En un comunicado difundido este miércoles por la asamblea de profesionales del Institut Fontseré —valorado como de alta complejidad social— se considera “inaceptable” que se destinen recursos a reforzar la presencia policial mientras, aseguran, siguen sin atenderse sus demandas para mantener y ampliar los equipos sociales, formados por educadores y técnicos de integración.

El profesorado advierte además de que, la medida del Departament, teniendo en cuenta el alumnado de alguno de los centros donde se ha desplegado, tiene una clara voluntad de reforzar la cultura punitiva dentro del sistema educativo. En su opinión, la iniciativa podría derivar en un mayor control social, especialmente sobre el alumnado de origen migrante en aquellos centros donde ya se ha empezado a aplicar.

La asamblea insiste en que los conflictos que afectan al alumnado tienen un origen social y no pueden resolverse mediante la presencia policial. En este sentido, reclaman políticas que solucionen los problemas sociales centradas en la igualdad de oportunidades, el acompañamiento educativo y el refuerzo de los servicios sociales.

Finalmente lamentan lo que califican como una “deriva” del Departament d’Enseyament, al que acusan de no escuchar a la comunidad educativa —docentes, familias y estudiantes— y de impulsar medidas que consideran represivas y contra la voluntad y las necesidades de las comunidades educativas.

Hay que recordar que a principios del mes de septiembre del año pasado, Técnicos de Integración Social (TIS) y Educadores Sociales (ES), personal fundamental en las estructuras de muchas escuelas, se concentraron ante el Departamento de Educación de la Generalitat de Catalunya contra los recortes en este tipo de plazas, que supuso el fin del contrato para 128 profesionales. Esto afectó a varios centros de l’Hospitalet. La convocatoria fue realizada por las organizaciones sindicales CC.OO, UGT, USTEC·STEs y CGT.

La protesta del Institut Fontseré no ha sido la única. Esta es una protesta más de la comunidad educativa de toda Catalunya. Sindicatos, maestros y profesores y familias son defensoras del reforzamiento de la convivencia en las escuelas, pero no mediante la presencia policial en los centros, algo inédito en Catalunya, aunque parece ser que en otras comunidades autónomas como Madrid, Navarra, Andalucía o Islas Baleares ya se ha instaurado en sus sistemas educativos.

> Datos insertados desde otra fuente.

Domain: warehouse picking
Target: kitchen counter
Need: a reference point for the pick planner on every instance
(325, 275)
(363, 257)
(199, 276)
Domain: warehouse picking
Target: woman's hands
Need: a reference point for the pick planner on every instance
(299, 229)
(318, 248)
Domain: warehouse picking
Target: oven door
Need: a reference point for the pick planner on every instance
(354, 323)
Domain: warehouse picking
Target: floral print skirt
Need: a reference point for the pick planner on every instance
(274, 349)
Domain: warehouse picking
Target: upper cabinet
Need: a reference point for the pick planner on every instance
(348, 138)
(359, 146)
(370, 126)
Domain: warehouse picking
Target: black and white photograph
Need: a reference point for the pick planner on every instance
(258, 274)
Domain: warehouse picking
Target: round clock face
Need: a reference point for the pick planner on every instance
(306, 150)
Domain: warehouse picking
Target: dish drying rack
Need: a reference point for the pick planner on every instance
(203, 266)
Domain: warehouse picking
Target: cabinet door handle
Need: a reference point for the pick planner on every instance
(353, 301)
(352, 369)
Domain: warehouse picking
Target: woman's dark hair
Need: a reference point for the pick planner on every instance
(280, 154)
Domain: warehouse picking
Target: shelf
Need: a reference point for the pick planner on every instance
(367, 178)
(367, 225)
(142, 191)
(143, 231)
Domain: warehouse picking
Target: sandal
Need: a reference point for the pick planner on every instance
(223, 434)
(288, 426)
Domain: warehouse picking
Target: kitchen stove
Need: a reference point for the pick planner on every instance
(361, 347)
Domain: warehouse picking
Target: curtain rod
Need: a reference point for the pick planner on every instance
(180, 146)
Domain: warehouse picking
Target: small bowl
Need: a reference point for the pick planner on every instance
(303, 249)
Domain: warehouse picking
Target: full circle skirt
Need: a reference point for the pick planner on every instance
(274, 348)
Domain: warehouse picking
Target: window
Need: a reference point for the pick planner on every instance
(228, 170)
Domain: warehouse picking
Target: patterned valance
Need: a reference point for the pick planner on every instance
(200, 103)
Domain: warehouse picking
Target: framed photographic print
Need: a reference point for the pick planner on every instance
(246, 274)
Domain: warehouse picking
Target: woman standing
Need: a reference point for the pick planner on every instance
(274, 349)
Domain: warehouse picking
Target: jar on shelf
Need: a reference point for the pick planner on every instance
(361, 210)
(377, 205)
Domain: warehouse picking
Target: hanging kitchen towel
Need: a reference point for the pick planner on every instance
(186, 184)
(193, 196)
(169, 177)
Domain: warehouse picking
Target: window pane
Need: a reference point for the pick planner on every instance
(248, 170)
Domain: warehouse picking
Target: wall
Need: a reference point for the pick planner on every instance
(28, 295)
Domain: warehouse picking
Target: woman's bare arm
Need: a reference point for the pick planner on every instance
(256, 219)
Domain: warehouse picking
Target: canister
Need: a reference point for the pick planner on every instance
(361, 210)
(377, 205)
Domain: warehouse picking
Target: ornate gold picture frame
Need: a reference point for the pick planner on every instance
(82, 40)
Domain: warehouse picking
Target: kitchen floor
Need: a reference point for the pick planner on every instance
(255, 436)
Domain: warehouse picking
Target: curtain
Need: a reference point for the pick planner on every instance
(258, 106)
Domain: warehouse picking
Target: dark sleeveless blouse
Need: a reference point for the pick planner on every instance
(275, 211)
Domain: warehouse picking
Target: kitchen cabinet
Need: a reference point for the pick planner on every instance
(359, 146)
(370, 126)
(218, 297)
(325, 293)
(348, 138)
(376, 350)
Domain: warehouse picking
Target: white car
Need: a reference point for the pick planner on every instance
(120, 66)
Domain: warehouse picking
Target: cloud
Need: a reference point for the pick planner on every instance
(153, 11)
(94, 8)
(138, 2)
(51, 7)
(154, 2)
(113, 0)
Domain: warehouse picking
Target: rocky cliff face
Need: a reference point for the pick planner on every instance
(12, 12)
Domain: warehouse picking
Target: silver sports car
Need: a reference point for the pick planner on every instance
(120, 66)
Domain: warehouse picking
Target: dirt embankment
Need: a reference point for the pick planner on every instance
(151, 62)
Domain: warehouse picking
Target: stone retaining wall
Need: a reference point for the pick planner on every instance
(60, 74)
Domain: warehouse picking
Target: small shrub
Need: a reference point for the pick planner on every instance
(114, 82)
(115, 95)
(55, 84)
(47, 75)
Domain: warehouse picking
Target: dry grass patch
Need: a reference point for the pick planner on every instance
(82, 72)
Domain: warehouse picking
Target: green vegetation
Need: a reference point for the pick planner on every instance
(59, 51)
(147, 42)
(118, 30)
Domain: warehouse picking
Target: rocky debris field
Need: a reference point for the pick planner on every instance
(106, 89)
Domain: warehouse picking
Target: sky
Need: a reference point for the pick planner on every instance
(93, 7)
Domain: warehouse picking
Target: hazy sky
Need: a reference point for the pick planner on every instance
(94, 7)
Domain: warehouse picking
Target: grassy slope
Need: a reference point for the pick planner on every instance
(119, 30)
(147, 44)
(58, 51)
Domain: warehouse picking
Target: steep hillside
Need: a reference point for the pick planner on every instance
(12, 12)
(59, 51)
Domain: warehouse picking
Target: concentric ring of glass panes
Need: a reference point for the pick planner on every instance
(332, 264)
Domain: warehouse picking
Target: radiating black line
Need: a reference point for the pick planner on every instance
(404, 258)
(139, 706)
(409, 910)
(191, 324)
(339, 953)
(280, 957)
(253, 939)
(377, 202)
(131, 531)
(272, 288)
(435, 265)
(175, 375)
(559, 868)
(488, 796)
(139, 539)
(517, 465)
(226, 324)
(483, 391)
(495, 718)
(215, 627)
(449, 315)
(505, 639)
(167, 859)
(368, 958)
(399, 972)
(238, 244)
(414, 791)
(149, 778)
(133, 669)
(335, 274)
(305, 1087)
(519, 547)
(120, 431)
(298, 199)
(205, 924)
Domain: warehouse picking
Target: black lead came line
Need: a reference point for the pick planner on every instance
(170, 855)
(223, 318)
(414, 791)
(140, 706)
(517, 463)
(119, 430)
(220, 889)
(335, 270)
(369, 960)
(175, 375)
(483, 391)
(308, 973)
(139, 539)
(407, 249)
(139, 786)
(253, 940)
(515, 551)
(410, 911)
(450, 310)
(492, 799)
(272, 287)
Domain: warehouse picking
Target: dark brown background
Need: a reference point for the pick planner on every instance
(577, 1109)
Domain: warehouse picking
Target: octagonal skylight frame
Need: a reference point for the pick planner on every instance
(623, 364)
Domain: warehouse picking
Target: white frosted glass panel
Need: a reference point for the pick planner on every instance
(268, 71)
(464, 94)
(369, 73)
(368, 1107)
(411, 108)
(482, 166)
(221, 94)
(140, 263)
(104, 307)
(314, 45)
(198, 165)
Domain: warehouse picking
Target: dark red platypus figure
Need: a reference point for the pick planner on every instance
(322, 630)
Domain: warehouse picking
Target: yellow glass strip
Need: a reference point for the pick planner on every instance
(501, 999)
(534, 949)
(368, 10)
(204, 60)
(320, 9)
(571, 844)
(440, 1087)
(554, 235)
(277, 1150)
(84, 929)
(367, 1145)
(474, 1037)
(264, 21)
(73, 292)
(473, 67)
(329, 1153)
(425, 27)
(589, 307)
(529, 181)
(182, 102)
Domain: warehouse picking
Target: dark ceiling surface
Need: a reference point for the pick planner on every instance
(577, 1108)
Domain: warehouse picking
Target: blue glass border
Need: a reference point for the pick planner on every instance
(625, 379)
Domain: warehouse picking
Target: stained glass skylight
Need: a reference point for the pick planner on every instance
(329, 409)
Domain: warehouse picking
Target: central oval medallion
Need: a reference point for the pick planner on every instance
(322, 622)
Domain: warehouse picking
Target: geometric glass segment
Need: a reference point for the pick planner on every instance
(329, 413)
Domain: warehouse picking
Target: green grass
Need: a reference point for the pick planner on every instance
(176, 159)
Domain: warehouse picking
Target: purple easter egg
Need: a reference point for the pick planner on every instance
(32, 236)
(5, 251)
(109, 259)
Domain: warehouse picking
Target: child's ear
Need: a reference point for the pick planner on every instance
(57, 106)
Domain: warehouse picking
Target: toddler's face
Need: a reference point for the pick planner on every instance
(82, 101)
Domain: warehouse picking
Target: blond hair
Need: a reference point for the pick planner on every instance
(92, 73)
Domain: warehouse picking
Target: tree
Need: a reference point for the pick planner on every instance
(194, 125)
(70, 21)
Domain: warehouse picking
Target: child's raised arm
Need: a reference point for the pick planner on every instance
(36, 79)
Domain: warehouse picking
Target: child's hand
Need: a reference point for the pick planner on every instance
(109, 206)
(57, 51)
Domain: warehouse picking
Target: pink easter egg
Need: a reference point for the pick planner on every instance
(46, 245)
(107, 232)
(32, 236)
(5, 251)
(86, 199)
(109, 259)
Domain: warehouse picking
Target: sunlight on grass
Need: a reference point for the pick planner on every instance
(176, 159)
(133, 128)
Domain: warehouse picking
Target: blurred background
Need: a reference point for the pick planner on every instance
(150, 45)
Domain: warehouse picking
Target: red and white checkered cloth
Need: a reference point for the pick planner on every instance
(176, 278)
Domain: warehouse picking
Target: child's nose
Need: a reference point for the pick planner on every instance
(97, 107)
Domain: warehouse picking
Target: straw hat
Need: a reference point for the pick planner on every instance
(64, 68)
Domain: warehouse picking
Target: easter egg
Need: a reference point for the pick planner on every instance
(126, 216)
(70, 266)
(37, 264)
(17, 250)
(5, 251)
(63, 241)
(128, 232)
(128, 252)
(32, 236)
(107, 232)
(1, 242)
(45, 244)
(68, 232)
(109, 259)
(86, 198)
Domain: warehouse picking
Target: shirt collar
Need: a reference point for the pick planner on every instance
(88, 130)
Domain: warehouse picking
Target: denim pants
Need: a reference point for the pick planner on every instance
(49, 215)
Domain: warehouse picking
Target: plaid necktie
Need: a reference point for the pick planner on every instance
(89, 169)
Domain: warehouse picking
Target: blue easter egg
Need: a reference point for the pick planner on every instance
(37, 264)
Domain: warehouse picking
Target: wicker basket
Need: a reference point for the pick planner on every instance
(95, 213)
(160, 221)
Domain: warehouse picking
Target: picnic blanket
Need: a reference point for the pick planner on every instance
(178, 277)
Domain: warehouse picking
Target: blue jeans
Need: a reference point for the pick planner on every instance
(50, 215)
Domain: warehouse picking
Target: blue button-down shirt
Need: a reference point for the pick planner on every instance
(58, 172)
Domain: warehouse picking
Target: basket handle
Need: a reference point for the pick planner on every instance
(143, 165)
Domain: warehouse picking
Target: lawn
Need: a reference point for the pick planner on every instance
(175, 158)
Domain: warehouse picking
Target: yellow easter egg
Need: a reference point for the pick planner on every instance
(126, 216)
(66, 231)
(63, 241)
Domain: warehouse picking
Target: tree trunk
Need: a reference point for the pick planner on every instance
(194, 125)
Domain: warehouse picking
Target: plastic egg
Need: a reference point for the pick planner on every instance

La mayor asociación de familias de la escuela pública catalana, aFFac, también se ha pronunciado y la noticia ha causado estupor e indignación. “Queremos expresar nuestro firme rechazo a este plan piloto, que consideramos totalmente desacertado y alejado de las necesidades reales de los centros educativos catalanes”, ha señalado la entidad.

Han recordado también que los centros educativos con mayores dificultades son precisamente aquellos que concentran un mayor porcentaje de alumnado en situación de pobreza o exclusión social: “Lo que estos centros necesitan son recursos estables, profesionales especializados y políticas valientes de reducción de desigualdades y no una respuesta de carácter securitario”, han añadido.